Public Pre-K and Supporting Working Parents

Note: to some degree, this is a corollary post to my Daily Beast post on public investments in PreK and labor supply. The two can be read separately, but if you’re interested in skipping my personal narrative explaining why I care about that relationship, here’s a link to the Daily Beast post that dives right in.

I have two outrageously beautiful children. You’ve met cute kids before, I’m sure, and I know you’re discounting my parental bias even as you get to this point in my too-long sentence, but believe me when I tell you that my children are the best-looking creatures on God’s green earth. By some margin.

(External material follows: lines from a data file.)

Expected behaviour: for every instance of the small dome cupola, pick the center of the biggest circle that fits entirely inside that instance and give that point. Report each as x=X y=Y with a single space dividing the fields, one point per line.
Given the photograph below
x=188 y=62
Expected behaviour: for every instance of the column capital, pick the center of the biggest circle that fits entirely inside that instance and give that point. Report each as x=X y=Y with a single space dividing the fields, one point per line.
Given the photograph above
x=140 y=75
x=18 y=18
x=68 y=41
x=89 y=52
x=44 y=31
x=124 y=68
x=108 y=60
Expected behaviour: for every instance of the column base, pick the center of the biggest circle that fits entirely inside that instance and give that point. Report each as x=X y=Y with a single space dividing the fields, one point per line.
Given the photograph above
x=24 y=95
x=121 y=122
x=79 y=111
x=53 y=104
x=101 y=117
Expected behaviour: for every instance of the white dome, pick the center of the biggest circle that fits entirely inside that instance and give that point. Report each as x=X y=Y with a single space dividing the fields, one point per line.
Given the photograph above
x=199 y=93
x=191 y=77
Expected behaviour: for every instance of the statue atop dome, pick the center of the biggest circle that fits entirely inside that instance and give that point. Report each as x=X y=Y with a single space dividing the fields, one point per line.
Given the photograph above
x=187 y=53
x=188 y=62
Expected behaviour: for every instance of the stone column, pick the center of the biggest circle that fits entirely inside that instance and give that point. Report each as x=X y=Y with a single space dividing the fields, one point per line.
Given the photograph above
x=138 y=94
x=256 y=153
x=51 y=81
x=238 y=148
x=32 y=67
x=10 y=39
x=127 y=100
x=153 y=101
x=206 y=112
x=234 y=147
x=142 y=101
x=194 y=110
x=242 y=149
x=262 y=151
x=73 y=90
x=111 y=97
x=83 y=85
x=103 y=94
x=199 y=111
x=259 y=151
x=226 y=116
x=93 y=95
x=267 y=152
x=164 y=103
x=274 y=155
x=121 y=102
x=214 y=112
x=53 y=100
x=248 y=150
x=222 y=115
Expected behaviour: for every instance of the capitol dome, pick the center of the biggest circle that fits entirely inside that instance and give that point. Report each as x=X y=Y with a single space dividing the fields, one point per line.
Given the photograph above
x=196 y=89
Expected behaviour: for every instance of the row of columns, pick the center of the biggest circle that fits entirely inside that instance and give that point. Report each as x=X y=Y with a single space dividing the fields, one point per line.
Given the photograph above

I could watch them goof around all day. And I used to. During the final two years of my PhD, I covered 100% of our family’s child care for my son and daughter. From 6AM until 8PM, I changed diapers, hit the zoo, goofed around at the playground, and so on and so forth. From 8PM on, I wrote dense, esoteric analysis of just what John Dewey really meant by “science.”

After successfully becoming a “doctor” (albeit one of the least useful within that rarefied tribe), things got more complicated. My return to the work world meant more money, personal dignity, and professional fulfillment, but it put our two-income household in a tough child care spot. For a while, we limped by on two flexible schedules: I covered 30 hours of the weekday child care and worked two days/week plus most nights between 8PM and 1AM. My wife worked four days in the office and covered 10 hours of the weekday child care (etc). We got a babysitter to cover one day of child care each week.

We sorta had it all—and I probably even had more of it all than my wife. I had three days with the world’s greatest kids each week, a solid salary with strong benefits, a rewarding job, etc.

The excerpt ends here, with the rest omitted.